Afterwards the fbo is bound as texture and drawn to the screen. I can see that the rectangle in the middle is masked out (so depth test works), but no increase in performance.

the projection is gluOrtho2D(0,1,0,1)

benjamin

olmeca · March 13, 2007, 7:47am

The first block of code is enclosed by fbo->enable() and fbo->disable().

olmeca · March 14, 2007, 5:57am

Hi again,

What I found out until now:

If I do the following:

glEnable(GL_DEPTH_TEST);
fbo->enable();
glColorMask( GL_FALSE, GL_FALSE, GL_FALSE, GL_FALSE );
glDepthMask( GL_TRUE );
glClearDepth( 0.5 );
glClear( GL_DEPTH_BUFFER_BIT | GL_COLOR_BUFFER_BIT );
    
glDepthFunc( GL_GREATER );

// I draw nothing into the depthbuffer

glDepthMask( GL_FALSE );
    glColorMask( GL_TRUE, GL_TRUE, GL_TRUE, GL_TRUE );
	fbo->disable();

everything works fine. The whole screen is blocked , and fps = 385.
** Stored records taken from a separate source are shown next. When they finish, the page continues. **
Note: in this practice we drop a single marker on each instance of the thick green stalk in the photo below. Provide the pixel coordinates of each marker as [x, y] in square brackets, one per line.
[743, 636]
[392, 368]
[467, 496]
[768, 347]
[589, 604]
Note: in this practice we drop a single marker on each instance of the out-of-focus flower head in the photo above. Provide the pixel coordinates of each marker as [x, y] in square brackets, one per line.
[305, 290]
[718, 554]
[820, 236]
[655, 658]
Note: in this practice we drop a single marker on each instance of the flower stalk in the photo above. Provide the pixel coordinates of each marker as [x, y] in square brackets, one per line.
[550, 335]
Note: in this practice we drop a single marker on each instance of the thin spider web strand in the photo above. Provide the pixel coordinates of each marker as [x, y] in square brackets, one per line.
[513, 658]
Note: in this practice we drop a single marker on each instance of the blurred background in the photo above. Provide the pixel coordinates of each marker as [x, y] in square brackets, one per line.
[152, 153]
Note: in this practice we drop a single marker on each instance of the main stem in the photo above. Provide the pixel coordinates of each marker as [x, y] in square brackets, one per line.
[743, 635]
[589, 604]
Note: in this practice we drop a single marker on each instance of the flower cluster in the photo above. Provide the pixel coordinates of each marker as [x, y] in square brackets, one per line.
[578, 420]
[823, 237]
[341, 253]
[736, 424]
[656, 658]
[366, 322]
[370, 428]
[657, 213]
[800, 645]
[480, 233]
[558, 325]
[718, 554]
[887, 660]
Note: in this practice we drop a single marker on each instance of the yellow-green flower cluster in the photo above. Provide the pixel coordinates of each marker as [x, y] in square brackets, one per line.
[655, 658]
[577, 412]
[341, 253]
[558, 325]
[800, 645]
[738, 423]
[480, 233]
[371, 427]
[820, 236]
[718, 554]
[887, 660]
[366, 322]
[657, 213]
When I now write the depth in the shader (from my post above), the framerate drops to 39. This is what I expected, beacause early-Z is disabled.

Now I want to “mark” the regions in the depth buffer. I replace the line

// I draw nothing into the depthbuffer

with the lines


glBegin( GL_QUADS ); {

	glVertex3f( 0, 0, -1.0 );
	glVertex3f( 1, 0, -1.0 );
	glVertex3f( 1, 1, -1.0 );
	glVertex3f( 0, 1, -1.0 );

} glEnd();
[/CODES]
 
which mimic the behavior of the 1st example. I don't change depth values afterwards, but fps stays at 39fps. Shouldn't they go up to 385?

thanks again

olmeca · March 14, 2007, 7:35am

Is there a problem of using FBO + Depth Attachment + “normal” depth buffer on NVIDIA?